GDPR

GDPR POLICY

This GDPR policy explains how Kirsty Bowen Photography collects, uses, stores, and protects personal data in the context of school and nursery photography.

1. Data Collected
I may collect the following types of data:

  • Identity Data: first name, last name, username, marital status, title, gender.
  • Contact Data: billing address, delivery address, email address, telephone numbers.
  • Financial Data: bank account and payment card details.
  • Transaction Data: details about payments and purchases.
  • Technical Data: IP addresses, browser type, time zone, location, operating system, platform, and other device technology.
  • Profile Data: username, password, purchases or orders, preferences, feedback, survey responses.
  • Usage Data: information about how you use my website, products, and services.
  • Marketing and Communications Data: preferences for receiving marketing communications.

Sensitive Data: I do not collect any sensitive data, including details about race, religion, sexual orientation, political opinions, trade union membership, health, or biometric data.

How Data Is Collected:
  • Directly from schools, parents, or families (forms, email, phone).
  • Automatically via online galleries and website usage.

2. Legal Basis For Processing
I process personal data under these legal grounds:
  • Contract / Service Delivery: to provide school photography and deliver images and orders.
  • Consent: for marketing or promotional use of portraits offered directly to parents (see Image Consent Policy).
  • Legal obligations: e.g., financial record-keeping for HMRC.

3. How I Use Data
I use personal data to:
  • Provide photography services and deliver images to families.
  • Process orders, payments, and communications with schools and parents.
  • Maintain records to operate my business efficiently.
  • Send marketing communications only with explicit consent.

4. Sharing Data + Third Parties
Data may be shared only with:
  • Service providers necessary for photography (staff, print labs, galleries, IT support).
  • Professional advisors (lawyers, accountants, auditors).
  • Regulatory authorities, if legally required.

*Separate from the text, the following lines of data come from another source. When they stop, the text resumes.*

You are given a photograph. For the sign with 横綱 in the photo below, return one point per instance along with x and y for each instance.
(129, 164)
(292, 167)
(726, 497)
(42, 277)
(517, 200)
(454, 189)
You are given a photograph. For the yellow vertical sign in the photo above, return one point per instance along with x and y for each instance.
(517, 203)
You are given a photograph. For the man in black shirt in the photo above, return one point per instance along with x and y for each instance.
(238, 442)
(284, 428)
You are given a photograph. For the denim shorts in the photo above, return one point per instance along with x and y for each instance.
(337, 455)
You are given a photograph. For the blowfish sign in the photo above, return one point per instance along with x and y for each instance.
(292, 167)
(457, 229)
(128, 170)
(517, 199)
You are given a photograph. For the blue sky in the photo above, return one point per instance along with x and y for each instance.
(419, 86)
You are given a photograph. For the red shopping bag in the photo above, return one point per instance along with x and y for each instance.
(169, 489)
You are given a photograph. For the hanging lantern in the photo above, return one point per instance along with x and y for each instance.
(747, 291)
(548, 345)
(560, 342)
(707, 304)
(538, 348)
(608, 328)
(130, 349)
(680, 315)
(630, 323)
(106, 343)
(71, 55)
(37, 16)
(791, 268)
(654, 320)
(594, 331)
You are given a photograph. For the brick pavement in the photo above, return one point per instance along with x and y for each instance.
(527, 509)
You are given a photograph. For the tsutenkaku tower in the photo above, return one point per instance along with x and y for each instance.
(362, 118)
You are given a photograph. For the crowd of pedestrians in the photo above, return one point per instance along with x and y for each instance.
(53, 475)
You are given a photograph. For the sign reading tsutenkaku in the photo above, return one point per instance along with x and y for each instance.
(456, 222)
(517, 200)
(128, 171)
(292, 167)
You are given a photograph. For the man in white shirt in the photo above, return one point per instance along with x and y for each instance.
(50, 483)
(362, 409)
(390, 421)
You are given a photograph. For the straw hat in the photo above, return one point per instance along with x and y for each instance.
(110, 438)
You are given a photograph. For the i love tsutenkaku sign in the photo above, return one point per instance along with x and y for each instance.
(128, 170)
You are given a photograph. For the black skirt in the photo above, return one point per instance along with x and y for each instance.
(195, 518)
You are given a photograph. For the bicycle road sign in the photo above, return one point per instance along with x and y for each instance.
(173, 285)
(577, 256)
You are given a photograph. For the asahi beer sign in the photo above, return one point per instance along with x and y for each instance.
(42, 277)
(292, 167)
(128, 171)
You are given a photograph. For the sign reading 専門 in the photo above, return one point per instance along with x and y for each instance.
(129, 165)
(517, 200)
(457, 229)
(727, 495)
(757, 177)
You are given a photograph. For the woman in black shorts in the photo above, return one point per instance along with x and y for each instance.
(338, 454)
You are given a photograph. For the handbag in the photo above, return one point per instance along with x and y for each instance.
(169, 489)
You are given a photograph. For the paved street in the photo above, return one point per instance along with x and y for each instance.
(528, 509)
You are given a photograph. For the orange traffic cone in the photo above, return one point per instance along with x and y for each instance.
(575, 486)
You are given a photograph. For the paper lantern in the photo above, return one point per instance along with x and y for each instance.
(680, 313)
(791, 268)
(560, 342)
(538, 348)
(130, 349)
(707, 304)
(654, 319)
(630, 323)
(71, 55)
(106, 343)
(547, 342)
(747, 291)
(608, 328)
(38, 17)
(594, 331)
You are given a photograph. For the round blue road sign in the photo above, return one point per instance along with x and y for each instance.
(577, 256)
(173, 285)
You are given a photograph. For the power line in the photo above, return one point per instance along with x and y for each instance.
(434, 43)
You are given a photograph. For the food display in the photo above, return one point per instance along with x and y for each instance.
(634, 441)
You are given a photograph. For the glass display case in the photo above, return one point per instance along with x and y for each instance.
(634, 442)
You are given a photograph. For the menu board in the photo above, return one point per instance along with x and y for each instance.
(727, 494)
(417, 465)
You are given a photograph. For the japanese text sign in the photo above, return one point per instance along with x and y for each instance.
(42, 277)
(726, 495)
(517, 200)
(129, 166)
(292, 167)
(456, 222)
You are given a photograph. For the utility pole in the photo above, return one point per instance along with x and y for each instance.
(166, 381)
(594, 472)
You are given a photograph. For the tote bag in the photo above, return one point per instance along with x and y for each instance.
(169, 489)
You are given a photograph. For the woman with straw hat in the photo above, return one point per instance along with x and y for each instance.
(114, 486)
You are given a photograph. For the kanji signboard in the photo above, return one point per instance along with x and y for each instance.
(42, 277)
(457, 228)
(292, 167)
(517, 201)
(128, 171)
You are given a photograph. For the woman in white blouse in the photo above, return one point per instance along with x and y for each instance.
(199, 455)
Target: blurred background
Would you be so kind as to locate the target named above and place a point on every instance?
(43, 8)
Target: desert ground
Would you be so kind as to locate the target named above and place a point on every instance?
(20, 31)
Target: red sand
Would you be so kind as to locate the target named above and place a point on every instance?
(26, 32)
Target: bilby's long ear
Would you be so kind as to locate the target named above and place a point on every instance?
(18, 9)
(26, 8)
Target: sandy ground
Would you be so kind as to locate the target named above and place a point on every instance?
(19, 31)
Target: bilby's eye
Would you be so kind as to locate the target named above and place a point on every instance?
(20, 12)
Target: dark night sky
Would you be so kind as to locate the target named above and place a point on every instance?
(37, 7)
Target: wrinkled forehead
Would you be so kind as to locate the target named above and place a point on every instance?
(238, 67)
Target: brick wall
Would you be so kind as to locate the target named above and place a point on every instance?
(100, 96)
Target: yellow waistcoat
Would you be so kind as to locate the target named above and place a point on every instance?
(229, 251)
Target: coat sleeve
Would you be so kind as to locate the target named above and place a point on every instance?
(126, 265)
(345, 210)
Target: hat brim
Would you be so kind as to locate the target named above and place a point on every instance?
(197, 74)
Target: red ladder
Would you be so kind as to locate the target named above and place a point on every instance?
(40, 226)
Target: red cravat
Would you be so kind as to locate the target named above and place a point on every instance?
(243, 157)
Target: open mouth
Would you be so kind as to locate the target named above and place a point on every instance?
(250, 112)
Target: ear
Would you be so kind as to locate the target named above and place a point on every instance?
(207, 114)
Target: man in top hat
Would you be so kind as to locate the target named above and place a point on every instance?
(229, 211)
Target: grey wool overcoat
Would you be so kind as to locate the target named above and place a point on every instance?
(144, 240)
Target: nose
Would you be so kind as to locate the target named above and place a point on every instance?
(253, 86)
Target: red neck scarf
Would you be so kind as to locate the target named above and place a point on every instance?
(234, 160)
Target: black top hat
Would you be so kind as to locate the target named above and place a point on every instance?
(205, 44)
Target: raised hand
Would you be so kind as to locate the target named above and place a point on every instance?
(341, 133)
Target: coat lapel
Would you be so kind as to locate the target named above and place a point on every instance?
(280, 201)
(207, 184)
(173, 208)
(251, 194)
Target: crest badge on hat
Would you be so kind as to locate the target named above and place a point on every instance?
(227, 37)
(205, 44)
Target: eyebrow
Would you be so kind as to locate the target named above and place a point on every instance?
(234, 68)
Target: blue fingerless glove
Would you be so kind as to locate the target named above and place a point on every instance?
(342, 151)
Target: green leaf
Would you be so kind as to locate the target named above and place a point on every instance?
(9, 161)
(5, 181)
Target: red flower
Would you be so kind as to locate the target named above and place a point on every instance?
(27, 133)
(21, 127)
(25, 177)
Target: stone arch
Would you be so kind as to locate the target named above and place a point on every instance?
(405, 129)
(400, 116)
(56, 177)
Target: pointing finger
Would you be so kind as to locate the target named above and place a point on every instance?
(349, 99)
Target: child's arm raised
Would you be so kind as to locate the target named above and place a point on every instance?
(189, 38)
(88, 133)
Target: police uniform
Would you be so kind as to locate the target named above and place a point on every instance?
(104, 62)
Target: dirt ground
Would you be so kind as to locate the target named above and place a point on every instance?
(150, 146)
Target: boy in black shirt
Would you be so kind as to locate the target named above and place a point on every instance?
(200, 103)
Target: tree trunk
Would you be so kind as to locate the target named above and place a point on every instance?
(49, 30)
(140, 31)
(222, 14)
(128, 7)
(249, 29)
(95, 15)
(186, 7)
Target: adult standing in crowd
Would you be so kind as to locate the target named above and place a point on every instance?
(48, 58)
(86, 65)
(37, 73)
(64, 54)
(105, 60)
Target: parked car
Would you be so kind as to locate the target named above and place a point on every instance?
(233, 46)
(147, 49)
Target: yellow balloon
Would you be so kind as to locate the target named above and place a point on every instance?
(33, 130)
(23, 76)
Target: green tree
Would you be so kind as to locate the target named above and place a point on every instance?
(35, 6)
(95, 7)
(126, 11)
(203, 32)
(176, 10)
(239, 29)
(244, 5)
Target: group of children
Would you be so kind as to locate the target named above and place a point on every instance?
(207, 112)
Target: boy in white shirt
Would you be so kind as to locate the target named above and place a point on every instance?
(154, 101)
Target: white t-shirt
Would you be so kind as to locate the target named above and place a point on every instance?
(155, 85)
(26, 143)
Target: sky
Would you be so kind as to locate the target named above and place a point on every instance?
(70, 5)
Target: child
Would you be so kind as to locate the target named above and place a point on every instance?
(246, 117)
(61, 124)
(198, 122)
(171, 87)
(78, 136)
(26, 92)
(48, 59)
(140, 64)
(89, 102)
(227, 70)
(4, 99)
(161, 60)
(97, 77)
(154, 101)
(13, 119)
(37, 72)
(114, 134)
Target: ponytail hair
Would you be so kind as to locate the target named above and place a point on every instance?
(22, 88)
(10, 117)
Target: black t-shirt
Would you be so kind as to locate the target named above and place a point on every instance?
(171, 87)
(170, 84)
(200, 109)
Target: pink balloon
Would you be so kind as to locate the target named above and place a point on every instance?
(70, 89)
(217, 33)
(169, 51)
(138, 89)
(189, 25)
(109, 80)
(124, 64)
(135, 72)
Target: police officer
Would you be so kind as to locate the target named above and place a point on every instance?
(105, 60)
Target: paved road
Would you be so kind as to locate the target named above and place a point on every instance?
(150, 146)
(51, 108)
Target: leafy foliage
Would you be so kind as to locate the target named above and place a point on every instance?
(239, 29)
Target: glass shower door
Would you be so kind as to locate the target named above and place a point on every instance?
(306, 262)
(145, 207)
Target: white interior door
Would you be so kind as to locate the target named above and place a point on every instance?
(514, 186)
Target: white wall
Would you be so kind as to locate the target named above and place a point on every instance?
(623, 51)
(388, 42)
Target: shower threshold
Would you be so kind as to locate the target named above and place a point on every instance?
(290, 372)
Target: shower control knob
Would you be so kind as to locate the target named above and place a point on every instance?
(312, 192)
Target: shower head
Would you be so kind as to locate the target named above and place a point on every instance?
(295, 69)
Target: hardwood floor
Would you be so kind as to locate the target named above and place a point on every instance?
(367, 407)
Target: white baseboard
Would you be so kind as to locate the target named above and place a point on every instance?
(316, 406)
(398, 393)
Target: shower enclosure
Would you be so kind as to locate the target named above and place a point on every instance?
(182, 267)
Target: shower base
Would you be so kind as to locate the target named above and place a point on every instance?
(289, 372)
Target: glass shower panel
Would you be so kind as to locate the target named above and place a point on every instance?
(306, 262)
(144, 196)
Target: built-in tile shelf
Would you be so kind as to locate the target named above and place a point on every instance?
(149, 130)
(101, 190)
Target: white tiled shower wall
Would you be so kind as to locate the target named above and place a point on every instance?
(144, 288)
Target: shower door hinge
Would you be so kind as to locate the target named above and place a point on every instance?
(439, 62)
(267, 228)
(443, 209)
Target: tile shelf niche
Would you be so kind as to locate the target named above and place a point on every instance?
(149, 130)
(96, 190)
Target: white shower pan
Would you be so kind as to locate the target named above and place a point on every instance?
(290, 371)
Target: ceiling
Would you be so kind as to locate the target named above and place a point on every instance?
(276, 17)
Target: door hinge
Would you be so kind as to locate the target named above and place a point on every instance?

All third parties must process data securely, only for the purpose it was shared, and comply with GDPR.

Current third-party processors:
  • Client Management System: Dubsado
  • Client Photo Galleries: PicTime
  • School Photo Galleries: GotPhoto

Security measures:
  • Digital data is kept on password-protected, secure business systems.
  • No personal or student data is stored on unencrypted devices.
  • Hard copies of information or photos are kept in locked storage.
  • Access is limited to authorised personnel only.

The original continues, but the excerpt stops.